If you want to track investment in climate tech, any company that claims to reduce emissions or sequester greenhouse gases from the atmosphere conceivably qualifies. The accounting firm PWC estimates that this category, including everything from electric carmakers to energy efficiency firms, includes 1,200 companies and more than 2,500 active investors.

But a more precise measure of Silicon Valley’s enthusiasm may be the funding going to companies dedicated explicitly to addressing climate change, global warming, and greenhouse gas emissions. Since 2018, 86 of these global startups have received more than $900 million in investment, more than the prior 10 years combined. The biggest investments went to companies like nuclear startup Commonwealth Fusion Systems ($199 million over two years), and the lab-grown meat company Wild Type, which closed a $12.5 million deal in 2019.

While $1 billion may sound like a lot, it’s still a pittance in the scheme of things. US-based venture capitalists only invested about $217 million in 20 climate tech startups last year, 20% of the total global investment in the sector. Compare that to the billions of dollars flowing into smartphone apps and social media: Mobile startups have raked in more than $15 billion almost every year since 2014, and social media (which is far less capital intensive than hardware startups) peaked in 2011 at $4 billion, according to PitchBook.

That’s not to say things won’t change. Many are optimistic that Silicon Valley is on the verge of a huge boom to decarbonize the economy. Public markets and private equity will finance their growth if these startups get to a stage where more conservative investors are willing to take a swing.

A new landscape of funders wants their at-bat.
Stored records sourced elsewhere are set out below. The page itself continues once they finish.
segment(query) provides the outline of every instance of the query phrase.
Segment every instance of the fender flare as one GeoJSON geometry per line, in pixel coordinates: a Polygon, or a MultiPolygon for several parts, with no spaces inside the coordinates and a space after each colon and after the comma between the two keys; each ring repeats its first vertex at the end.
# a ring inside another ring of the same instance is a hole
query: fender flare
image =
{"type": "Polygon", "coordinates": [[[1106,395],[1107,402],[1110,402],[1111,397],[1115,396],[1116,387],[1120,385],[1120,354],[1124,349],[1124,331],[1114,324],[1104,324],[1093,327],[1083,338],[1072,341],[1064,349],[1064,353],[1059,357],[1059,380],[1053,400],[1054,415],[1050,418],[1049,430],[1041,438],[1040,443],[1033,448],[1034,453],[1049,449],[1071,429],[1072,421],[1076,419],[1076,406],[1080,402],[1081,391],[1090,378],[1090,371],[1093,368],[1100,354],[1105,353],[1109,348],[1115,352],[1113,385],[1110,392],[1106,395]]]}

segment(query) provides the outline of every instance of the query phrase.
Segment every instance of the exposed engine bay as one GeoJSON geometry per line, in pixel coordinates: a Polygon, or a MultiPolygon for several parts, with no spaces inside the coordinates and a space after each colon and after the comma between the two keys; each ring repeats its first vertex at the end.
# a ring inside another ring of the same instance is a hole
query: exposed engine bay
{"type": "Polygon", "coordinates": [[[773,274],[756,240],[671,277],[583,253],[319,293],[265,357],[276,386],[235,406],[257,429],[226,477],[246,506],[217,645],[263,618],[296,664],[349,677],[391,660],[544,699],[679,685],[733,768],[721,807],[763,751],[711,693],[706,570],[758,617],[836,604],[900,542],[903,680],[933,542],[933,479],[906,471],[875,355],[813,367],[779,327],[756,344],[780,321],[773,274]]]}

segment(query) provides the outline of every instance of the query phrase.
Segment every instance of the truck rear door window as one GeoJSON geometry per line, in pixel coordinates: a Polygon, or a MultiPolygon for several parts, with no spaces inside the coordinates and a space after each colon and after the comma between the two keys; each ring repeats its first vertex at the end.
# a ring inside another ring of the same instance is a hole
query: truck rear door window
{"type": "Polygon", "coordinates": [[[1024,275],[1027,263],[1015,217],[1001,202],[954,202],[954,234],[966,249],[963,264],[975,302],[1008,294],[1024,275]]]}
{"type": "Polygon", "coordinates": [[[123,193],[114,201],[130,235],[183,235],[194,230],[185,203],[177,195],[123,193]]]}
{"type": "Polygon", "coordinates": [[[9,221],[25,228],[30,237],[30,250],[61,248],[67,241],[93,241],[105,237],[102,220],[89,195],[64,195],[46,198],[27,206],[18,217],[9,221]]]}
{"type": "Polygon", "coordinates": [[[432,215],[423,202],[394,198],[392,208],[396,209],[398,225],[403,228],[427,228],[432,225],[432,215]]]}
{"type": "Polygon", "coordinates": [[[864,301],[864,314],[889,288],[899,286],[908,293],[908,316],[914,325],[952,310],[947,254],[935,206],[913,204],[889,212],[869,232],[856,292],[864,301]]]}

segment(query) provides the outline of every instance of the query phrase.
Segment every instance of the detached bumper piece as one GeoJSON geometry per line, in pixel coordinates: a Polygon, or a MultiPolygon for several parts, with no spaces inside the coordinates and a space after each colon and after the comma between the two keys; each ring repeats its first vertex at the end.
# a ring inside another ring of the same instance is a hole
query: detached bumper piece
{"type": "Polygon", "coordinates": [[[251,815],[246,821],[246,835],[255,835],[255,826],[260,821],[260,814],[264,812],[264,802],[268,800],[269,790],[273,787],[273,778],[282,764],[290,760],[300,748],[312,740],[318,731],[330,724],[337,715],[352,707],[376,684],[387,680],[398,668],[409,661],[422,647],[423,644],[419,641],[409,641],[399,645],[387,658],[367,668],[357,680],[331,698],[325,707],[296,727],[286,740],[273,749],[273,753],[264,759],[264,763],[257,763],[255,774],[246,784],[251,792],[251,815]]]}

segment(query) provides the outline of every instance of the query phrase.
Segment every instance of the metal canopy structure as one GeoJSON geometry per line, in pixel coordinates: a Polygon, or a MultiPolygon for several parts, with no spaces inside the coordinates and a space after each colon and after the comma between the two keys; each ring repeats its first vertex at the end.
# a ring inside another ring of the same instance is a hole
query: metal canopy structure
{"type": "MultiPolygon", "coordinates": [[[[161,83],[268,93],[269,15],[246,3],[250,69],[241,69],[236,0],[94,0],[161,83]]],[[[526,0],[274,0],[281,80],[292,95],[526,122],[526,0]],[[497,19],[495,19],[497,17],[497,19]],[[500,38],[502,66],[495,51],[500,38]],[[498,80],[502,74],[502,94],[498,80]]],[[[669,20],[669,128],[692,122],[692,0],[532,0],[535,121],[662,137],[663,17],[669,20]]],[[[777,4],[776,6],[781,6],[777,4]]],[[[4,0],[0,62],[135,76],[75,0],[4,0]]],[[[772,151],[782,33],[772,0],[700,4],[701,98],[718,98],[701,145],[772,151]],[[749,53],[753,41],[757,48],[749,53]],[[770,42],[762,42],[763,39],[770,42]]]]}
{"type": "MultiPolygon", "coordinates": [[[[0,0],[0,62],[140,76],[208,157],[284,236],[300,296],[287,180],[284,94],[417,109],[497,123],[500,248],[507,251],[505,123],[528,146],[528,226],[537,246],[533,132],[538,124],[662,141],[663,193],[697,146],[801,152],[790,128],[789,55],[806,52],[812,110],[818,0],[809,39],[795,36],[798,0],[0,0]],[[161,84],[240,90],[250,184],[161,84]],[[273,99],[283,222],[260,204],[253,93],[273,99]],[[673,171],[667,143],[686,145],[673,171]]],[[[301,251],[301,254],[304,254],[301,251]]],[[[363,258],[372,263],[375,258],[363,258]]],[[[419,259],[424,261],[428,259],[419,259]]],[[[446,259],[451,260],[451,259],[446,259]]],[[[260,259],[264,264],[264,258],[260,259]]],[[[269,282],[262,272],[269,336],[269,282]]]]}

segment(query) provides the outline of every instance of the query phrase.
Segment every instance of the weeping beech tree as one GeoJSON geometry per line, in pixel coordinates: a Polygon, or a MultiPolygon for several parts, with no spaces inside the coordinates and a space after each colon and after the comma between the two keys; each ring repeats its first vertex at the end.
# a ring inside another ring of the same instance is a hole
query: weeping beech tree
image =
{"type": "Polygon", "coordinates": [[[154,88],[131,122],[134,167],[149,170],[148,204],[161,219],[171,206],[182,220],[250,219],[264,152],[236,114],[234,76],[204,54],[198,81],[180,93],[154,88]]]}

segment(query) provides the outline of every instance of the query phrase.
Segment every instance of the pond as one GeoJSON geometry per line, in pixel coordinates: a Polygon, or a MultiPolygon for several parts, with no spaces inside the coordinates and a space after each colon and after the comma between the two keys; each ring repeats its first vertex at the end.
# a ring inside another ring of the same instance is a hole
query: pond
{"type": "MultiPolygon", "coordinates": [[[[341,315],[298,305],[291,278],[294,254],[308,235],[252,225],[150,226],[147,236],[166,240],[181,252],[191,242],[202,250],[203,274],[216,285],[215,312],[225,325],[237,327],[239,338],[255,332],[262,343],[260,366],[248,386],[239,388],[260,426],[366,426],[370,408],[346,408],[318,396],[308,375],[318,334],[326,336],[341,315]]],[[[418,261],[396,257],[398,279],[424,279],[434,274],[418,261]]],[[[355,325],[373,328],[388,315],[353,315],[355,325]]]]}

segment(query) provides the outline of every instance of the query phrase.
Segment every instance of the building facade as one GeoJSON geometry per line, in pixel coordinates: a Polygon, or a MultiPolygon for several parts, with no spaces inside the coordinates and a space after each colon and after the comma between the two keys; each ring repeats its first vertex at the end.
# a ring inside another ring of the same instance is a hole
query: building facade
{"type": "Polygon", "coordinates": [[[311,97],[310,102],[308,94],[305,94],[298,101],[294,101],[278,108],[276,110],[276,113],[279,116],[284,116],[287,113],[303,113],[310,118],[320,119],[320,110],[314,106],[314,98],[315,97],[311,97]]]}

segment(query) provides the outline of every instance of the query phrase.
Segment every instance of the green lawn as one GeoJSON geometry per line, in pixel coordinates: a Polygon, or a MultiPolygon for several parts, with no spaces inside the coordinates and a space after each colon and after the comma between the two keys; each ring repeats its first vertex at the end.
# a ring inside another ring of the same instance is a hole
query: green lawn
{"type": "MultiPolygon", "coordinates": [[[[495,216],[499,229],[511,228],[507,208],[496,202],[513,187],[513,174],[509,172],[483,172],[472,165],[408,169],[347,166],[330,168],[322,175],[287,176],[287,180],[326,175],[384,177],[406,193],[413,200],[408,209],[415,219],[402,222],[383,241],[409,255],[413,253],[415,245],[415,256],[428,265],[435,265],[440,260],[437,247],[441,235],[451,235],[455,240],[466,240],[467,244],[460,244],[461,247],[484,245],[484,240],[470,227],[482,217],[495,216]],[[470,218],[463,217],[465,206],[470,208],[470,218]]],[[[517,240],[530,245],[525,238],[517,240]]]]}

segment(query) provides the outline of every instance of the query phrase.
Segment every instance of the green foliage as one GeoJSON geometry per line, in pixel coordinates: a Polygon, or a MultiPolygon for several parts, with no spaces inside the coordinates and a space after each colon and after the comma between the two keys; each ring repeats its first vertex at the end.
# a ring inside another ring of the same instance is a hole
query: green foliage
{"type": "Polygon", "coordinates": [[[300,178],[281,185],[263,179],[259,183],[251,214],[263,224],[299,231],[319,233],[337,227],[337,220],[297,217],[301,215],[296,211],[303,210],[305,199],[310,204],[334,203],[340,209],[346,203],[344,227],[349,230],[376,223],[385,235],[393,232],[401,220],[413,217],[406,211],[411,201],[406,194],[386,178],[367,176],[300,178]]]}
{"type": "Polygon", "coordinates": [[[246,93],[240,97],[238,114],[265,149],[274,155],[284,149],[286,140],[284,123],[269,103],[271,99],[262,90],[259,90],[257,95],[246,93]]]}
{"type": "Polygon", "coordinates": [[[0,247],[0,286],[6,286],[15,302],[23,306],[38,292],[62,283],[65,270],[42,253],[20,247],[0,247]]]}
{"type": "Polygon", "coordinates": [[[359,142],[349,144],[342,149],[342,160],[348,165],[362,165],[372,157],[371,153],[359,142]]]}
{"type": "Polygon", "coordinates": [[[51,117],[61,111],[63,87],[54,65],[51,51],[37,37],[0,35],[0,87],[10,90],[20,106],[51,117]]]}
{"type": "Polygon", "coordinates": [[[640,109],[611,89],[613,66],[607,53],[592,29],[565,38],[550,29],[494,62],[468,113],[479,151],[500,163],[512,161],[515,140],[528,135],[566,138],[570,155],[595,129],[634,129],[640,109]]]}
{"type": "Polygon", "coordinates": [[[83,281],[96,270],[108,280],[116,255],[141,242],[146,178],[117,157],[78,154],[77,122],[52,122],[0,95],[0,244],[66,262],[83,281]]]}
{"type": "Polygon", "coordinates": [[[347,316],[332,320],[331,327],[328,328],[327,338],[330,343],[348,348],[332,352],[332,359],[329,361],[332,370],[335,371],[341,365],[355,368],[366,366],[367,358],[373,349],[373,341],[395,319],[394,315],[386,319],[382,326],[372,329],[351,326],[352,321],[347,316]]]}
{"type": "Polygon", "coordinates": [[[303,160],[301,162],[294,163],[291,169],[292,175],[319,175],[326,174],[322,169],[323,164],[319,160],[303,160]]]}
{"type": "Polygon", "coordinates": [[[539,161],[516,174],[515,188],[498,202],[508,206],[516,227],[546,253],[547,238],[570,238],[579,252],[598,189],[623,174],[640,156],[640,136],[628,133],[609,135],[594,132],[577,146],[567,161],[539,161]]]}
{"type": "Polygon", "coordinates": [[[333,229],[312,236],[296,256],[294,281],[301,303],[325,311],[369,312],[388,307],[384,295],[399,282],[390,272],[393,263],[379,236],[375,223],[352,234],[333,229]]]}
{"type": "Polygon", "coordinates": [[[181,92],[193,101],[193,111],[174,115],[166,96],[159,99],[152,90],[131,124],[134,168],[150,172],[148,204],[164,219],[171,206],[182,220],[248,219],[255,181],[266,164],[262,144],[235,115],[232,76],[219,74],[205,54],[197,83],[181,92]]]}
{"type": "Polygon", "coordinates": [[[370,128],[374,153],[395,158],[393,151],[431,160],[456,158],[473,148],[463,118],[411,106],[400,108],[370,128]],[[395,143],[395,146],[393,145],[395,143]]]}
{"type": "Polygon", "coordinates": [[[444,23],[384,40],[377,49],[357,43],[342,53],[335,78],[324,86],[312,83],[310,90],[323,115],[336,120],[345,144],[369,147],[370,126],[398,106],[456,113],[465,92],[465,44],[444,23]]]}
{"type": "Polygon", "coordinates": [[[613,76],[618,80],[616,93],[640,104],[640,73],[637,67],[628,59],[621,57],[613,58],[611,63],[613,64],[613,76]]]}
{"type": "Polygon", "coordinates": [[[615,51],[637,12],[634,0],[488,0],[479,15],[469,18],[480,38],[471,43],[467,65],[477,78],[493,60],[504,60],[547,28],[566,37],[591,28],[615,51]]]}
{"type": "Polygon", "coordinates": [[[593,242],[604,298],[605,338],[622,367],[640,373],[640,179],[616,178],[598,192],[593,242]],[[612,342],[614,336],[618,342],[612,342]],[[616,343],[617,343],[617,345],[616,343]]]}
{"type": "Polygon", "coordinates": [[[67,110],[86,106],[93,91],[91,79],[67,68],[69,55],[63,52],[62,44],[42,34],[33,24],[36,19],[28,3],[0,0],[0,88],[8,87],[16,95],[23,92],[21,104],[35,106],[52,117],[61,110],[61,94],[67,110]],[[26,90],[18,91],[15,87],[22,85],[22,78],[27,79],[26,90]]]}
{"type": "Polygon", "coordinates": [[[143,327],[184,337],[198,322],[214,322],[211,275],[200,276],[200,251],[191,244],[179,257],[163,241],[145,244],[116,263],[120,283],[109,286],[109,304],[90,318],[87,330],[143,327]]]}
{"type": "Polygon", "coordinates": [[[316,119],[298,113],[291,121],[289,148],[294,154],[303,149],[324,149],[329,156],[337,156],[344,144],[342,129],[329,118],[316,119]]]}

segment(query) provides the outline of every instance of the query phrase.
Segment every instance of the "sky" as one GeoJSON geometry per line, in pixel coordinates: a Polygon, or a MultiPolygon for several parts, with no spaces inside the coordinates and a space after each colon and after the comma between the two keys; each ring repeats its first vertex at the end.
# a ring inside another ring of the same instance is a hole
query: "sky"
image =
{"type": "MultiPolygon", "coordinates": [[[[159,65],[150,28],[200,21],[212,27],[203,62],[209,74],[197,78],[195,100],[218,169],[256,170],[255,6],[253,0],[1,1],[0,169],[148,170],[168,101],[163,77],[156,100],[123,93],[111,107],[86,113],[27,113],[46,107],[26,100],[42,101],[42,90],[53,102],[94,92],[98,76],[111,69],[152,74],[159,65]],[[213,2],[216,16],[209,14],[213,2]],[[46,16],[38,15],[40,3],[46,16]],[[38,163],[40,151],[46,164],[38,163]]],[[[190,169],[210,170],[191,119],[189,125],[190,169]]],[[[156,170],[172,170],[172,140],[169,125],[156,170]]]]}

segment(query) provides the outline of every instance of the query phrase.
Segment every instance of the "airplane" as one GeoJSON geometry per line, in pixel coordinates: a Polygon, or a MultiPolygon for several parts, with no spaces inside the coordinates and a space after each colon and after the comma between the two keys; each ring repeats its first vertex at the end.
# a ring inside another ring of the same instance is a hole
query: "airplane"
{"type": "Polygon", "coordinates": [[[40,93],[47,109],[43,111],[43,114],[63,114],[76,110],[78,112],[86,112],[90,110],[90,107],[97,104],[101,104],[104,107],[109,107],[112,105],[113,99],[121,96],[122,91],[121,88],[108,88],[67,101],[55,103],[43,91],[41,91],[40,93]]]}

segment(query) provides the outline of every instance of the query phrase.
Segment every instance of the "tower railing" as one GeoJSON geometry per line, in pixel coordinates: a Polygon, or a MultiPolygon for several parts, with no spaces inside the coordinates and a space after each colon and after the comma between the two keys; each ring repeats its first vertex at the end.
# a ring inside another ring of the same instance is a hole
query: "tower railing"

And they’ve learned from the last bust, when researchers at MIT declared “the VC model is broken for clean tech” in a 2016 post-mortem.

“We’re not putting assets in the ground with venture dollars,” says Dawn Lippert, the CEO of the Elemental Excelerator, a nonprofit that provides up to $1 million in investment to a range of climate and justice-related startups. “You would never do that in any other industry and you would 100% never do that now.”

Instead, financing is more finely tailored to the need of slower growing, capital-intensive startups (although some climate tech fits in the software category as well). This new ecosystem spans every stage: accelerators, government grants, project financing, and perhaps most critically, financing far beyond Silicon Valley’s venture model.

Below is a summary of the financial stages, and funders, that are ushering startups from the lab to commercialization.

Industry giants and institutional investors are putting billions to work acquiring companies and financing research and development; consider Amazon’s $2 billion internal Climate Pledge Fund to reach net-zero carbon emissions by 2040. When it is time go public, there are now “SPACs,” essentially shell companies that can raise outside capital to acquire a private company in a reverse merger.  That’s flipped the traditional model of an IPO that is the culmination of a decade-long (or longer) journey for young companies seeking to join the major leagues.

So far in 2020, the financial instrument has raised more than $37 billion in the US, especially for electric mobility, batteries, and renewable energy, according to PitchBook. This has enabled some private climate tech companies to raise money for R&D and expansion without a traditional IPO.

“Arguably, there has never been a better time for makers of unprofitable and often unproven technologies to go public,” says PitchBook.